The differences between a Works Council and a trade union are as follows: The trade unions are (independent) organisations, exclusively representing members within a certain industry or business sector. The Works council represent all employees in the company. The Trade Unions are negotiating Collective Labour Agreements of employment, and the Works Council will on average not have a say in this.
The unions have information and consultation rights in respect of collective dismissal. Furthermore, they have right in respect to mergers and considered with are considered to fall within the scope of the Dutch jurisdiction.

What Are the Staff Representation Rights?

The Work Council’s rights and responsibilities in the Netherlands are solely intended to protect employees in the working environment. It holds consultation rights regarding certain significant proposed management decisions. Additionally, it has approval rights concerning intended company decisions regarding employment policies.

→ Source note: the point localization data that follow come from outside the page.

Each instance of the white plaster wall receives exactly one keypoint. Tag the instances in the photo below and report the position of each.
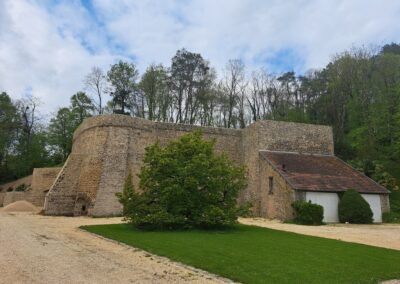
(329, 201)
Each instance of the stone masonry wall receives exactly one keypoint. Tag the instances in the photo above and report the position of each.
(40, 182)
(107, 147)
(275, 204)
(279, 136)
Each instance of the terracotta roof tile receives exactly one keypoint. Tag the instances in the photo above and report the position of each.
(320, 173)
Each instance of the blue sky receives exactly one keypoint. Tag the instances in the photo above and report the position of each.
(48, 46)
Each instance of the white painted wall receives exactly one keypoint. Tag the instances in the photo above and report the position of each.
(374, 201)
(327, 200)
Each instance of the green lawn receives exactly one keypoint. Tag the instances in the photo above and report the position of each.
(258, 255)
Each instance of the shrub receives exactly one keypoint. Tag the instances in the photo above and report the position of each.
(307, 213)
(184, 185)
(354, 209)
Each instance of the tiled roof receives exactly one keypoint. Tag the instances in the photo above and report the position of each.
(320, 173)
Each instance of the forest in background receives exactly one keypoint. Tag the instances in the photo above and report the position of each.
(357, 93)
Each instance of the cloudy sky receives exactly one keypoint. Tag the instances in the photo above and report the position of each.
(47, 46)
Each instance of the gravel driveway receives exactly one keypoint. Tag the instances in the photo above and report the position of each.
(42, 249)
(380, 235)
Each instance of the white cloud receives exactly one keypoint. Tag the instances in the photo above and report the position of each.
(47, 49)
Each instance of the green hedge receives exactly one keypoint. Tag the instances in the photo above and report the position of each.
(354, 209)
(308, 213)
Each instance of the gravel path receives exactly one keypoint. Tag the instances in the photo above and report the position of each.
(42, 249)
(380, 235)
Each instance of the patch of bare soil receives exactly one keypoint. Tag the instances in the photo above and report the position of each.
(380, 235)
(20, 206)
(44, 249)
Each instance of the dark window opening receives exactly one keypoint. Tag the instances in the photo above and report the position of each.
(271, 185)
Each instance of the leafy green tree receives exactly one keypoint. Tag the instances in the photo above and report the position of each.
(185, 185)
(189, 75)
(9, 124)
(60, 132)
(81, 107)
(154, 87)
(122, 76)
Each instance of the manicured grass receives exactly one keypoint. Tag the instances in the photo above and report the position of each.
(258, 255)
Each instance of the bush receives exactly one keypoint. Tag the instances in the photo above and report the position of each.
(307, 213)
(354, 209)
(184, 185)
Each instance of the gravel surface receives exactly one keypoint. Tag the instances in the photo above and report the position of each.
(43, 249)
(21, 206)
(380, 235)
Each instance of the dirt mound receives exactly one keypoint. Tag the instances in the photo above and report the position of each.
(20, 206)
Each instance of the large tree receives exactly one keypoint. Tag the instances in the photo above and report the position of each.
(96, 82)
(122, 77)
(190, 74)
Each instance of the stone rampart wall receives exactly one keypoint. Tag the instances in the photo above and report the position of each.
(39, 184)
(106, 148)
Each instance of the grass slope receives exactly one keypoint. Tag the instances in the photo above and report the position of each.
(258, 255)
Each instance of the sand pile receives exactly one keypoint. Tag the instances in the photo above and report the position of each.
(20, 206)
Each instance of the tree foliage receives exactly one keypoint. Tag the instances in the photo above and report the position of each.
(184, 185)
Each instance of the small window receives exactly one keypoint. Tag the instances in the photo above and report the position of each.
(271, 185)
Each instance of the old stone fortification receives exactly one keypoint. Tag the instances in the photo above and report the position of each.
(39, 183)
(107, 147)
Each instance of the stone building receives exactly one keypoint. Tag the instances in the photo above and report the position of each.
(106, 148)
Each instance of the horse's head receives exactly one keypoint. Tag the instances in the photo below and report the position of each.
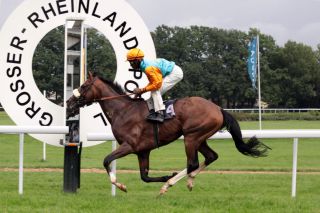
(84, 95)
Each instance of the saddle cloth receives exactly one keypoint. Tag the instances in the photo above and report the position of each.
(169, 111)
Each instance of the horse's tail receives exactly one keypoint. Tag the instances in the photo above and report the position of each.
(253, 147)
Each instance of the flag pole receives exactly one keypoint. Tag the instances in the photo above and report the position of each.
(259, 88)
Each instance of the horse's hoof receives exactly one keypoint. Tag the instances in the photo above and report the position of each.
(190, 183)
(123, 188)
(162, 191)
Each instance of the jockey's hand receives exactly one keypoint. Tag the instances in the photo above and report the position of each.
(137, 91)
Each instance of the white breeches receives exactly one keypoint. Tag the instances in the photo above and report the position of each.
(155, 101)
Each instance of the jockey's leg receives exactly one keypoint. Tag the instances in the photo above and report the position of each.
(158, 107)
(172, 79)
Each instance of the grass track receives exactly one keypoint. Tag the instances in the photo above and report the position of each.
(212, 192)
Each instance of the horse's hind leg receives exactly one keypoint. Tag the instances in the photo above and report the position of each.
(192, 164)
(209, 155)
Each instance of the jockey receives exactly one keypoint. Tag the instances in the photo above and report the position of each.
(162, 76)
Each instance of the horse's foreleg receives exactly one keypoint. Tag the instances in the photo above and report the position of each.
(144, 169)
(193, 174)
(173, 181)
(123, 150)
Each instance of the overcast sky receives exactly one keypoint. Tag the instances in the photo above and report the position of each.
(297, 20)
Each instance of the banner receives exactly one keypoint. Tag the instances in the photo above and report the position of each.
(252, 62)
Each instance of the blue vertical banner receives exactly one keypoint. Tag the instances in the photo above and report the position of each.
(252, 62)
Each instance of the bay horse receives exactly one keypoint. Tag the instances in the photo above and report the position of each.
(195, 118)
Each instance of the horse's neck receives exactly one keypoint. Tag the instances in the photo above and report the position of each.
(111, 107)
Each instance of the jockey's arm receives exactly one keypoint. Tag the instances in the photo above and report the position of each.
(155, 79)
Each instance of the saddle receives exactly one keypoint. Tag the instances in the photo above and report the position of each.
(169, 111)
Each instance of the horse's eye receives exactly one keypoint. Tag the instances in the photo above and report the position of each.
(76, 93)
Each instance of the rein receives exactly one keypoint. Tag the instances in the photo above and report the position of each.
(111, 97)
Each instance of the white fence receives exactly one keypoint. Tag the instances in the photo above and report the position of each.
(295, 134)
(274, 110)
(21, 130)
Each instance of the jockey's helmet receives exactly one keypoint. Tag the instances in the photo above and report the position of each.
(134, 54)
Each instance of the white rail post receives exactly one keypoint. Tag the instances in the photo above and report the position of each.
(44, 156)
(114, 168)
(21, 141)
(294, 167)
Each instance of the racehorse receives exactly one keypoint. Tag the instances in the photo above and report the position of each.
(195, 118)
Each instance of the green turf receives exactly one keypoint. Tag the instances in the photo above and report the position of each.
(212, 192)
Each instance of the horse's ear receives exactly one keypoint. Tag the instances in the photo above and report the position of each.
(91, 75)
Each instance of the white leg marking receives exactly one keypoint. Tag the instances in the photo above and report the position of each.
(173, 181)
(192, 175)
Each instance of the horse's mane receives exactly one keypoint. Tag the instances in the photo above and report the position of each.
(117, 88)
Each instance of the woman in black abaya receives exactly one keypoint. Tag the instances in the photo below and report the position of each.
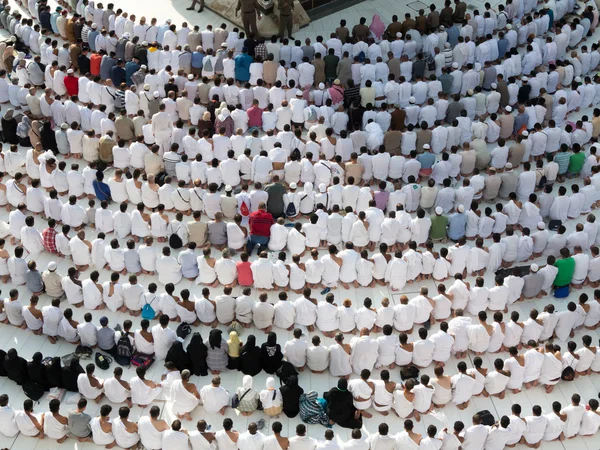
(16, 367)
(271, 355)
(250, 362)
(291, 392)
(340, 406)
(54, 373)
(37, 371)
(197, 353)
(70, 374)
(178, 356)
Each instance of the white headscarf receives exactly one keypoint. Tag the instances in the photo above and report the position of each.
(247, 382)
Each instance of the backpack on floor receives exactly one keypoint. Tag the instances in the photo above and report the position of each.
(103, 361)
(33, 390)
(183, 330)
(124, 350)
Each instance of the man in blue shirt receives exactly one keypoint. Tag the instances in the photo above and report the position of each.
(457, 223)
(101, 188)
(117, 73)
(130, 68)
(242, 66)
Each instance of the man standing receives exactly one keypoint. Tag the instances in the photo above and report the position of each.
(286, 17)
(260, 228)
(248, 8)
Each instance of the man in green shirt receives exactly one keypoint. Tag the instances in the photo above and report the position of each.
(439, 224)
(566, 267)
(576, 160)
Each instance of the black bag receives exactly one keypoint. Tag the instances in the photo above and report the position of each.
(124, 350)
(235, 400)
(486, 418)
(103, 361)
(33, 390)
(183, 330)
(554, 225)
(568, 374)
(408, 372)
(175, 241)
(83, 352)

Works Council Threshold in the Netherlands

A Works Council is legally required in the Netherlands if the business employs at least 50 workers in accordance with the Dutch Work Councils Act [WOR].

An organisation with multiple legal entities in the Netherlands and each entity is exceeding the 50-employee threshold, will have to establish a council per legal entity.

Organisations with fewer than 50 employees are not required to set up a council. Instead, employees can voluntarily form a council, or opt for a representative body. While this body lacks the legal authority, employees retain the right to consultation through staff meetings.

Does your company employ 1 to 10 employees?

  • Your company may establish a staff meeting on a voluntary basis.

Does your company employ 11 to 49 employees?

  • On the request of the majority of employees, the council can be set in place based on a voluntary decision. At the request of the majority of employees, there is an obligation by the WOR to set up an employee representative body [Personeelsvereniging]. If an employee representative body is established, staff meetings need to take place and are entitled to prior consultation.

Does your company employ 50 employees or more?

In case your company owns more than 1 company, please ensure that each company with 50 employees and more has its own employee representation. A joint council is possible when those companies each employs less than 50 people, but the total amount of employees is 50 or exceeds this number.

How Many Members Are in the Works Council?

The employee representational body may remain in place for 2, 3 or 4 years, as this is described in their Rules of Procedure [OR-reglement]. After the term, new elections will be held. The composition and number of members is described in article 6 of the Works Councils Act.